Alternatives Considered

SQLite FTS5 with lazy incremental sync: single-file read-only index using rusqlite (bundled), Porter stemming, BM25 ranking, and content-hash-based incremental updates on each search query. (accepted)

  • Pros: Battle-tested BM25 ranking out of the box, Single-file index, no daemon or external service, Porter stemming handles English morphology (cache/caching/cached), rusqlite is mature with bundled compilation — no system SQLite dependency, Lazy sync means no separate build step or cache invalidation protocol
  • Cons: Adds ~3MB to binary size from bundled SQLite, CJK segmentation requires additional tokenizer configuration

Tantivy (Rust-native full-text search): Use the tantivy crate, a Lucene-inspired search engine written in Rust. Supports BM25, tokenizers, and schema-defined fields natively. (rejected)
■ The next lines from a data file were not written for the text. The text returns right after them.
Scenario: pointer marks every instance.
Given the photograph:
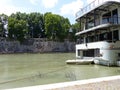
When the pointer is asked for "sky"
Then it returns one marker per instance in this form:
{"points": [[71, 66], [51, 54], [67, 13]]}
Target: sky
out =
{"points": [[65, 8]]}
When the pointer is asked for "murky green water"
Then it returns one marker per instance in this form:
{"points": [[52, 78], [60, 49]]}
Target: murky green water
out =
{"points": [[20, 70]]}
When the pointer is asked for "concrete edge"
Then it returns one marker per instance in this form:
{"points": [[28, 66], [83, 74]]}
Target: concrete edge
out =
{"points": [[69, 84]]}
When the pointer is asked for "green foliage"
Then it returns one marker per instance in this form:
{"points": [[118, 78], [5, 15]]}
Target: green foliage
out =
{"points": [[56, 27], [37, 25], [17, 27], [3, 21]]}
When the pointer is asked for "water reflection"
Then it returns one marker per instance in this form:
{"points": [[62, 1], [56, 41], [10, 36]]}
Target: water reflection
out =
{"points": [[34, 69]]}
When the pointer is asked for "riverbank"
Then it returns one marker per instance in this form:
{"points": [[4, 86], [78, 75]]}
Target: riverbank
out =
{"points": [[35, 45], [104, 83]]}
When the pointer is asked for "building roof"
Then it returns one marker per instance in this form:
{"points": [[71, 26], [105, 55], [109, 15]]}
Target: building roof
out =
{"points": [[95, 5]]}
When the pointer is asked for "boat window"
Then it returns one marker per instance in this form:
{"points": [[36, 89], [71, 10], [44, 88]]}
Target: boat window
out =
{"points": [[106, 18], [109, 36], [115, 16], [115, 35]]}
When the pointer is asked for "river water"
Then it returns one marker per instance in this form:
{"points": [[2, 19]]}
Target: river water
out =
{"points": [[20, 70]]}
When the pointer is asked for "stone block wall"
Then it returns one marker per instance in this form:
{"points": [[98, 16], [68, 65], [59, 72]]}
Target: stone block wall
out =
{"points": [[36, 45]]}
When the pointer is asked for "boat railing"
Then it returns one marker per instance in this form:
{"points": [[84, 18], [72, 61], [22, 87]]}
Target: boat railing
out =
{"points": [[91, 6], [105, 20]]}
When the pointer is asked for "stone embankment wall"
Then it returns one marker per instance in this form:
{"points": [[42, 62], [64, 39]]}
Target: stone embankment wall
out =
{"points": [[36, 45]]}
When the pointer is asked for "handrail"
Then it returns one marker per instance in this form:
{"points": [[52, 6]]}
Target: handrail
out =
{"points": [[91, 6]]}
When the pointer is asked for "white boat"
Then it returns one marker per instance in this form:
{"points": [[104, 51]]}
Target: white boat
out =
{"points": [[99, 33]]}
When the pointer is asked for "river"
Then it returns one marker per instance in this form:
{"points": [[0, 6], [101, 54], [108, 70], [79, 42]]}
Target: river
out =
{"points": [[20, 70]]}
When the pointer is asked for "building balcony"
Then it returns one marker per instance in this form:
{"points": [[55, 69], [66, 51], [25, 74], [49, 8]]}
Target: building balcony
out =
{"points": [[107, 22], [94, 5]]}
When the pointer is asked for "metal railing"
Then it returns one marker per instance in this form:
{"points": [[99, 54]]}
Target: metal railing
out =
{"points": [[91, 6]]}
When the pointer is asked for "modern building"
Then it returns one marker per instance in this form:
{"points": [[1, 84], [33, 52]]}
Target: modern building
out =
{"points": [[99, 33]]}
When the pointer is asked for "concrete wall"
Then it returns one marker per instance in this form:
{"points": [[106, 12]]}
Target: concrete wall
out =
{"points": [[36, 45]]}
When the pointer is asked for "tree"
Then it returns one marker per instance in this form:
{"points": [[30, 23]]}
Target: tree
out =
{"points": [[75, 28], [3, 25], [56, 26], [17, 27], [36, 25]]}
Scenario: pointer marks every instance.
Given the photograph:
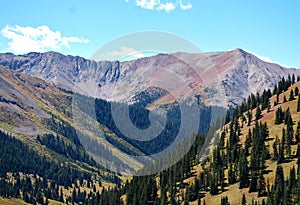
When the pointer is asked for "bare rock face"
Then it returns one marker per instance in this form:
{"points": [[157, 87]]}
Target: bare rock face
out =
{"points": [[225, 78]]}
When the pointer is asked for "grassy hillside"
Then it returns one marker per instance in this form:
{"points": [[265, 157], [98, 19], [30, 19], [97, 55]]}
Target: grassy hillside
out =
{"points": [[233, 192]]}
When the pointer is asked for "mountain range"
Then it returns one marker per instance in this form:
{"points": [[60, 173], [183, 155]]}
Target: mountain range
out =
{"points": [[220, 78], [37, 90]]}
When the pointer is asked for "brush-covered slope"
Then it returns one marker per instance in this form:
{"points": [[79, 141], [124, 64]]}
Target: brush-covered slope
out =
{"points": [[262, 139]]}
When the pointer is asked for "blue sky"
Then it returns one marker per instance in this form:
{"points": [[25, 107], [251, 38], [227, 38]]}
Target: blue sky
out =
{"points": [[268, 28]]}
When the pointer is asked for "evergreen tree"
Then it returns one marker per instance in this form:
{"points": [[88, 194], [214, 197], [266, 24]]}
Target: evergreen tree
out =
{"points": [[258, 113], [244, 201], [249, 116], [243, 170], [298, 104], [291, 95], [261, 186], [296, 91], [278, 187]]}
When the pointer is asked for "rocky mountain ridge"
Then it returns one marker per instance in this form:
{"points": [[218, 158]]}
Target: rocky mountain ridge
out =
{"points": [[214, 76]]}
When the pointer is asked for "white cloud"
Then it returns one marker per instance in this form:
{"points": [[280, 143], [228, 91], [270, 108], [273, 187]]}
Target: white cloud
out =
{"points": [[166, 5], [39, 39], [266, 59], [126, 53]]}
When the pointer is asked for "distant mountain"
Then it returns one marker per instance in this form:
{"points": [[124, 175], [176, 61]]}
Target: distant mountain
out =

  • Pros: Pure Rust, no C dependency, More powerful query language (boolean, phrase, fuzzy), Purpose-built for search — better performance at scale
  • Cons: Much heavier dependency (~50 crates in dependency tree), Index is a directory of segment files, not a single file, Overkill for <1000 documents
  • Rejected because: Dependency weight and complexity are disproportionate to the scale of govctl’s artifact corpus. SQLite FTS5 covers the requirements with a single well-understood dependency.

In-memory inverted index with no persistence: Build a simple inverted index on every search invocation by scanning all TOML files, tokenizing content, and ranking by term frequency. No disk cache. (rejected)

  • Pros: Zero dependencies — no SQLite, no new crates, No cache invalidation problem — always fresh
  • Cons: Full rebuild on every query (~100ms at 200 files, grows linearly), No stemming or advanced tokenization without additional code, No BM25 — would need a custom ranking implementation
  • Rejected because: Lacks stemming and BM25 ranking out of the box. Rebuild cost scales linearly and becomes noticeable beyond 500 artifacts. The UX gap versus FTS5 is significant for the marginal dependency savings.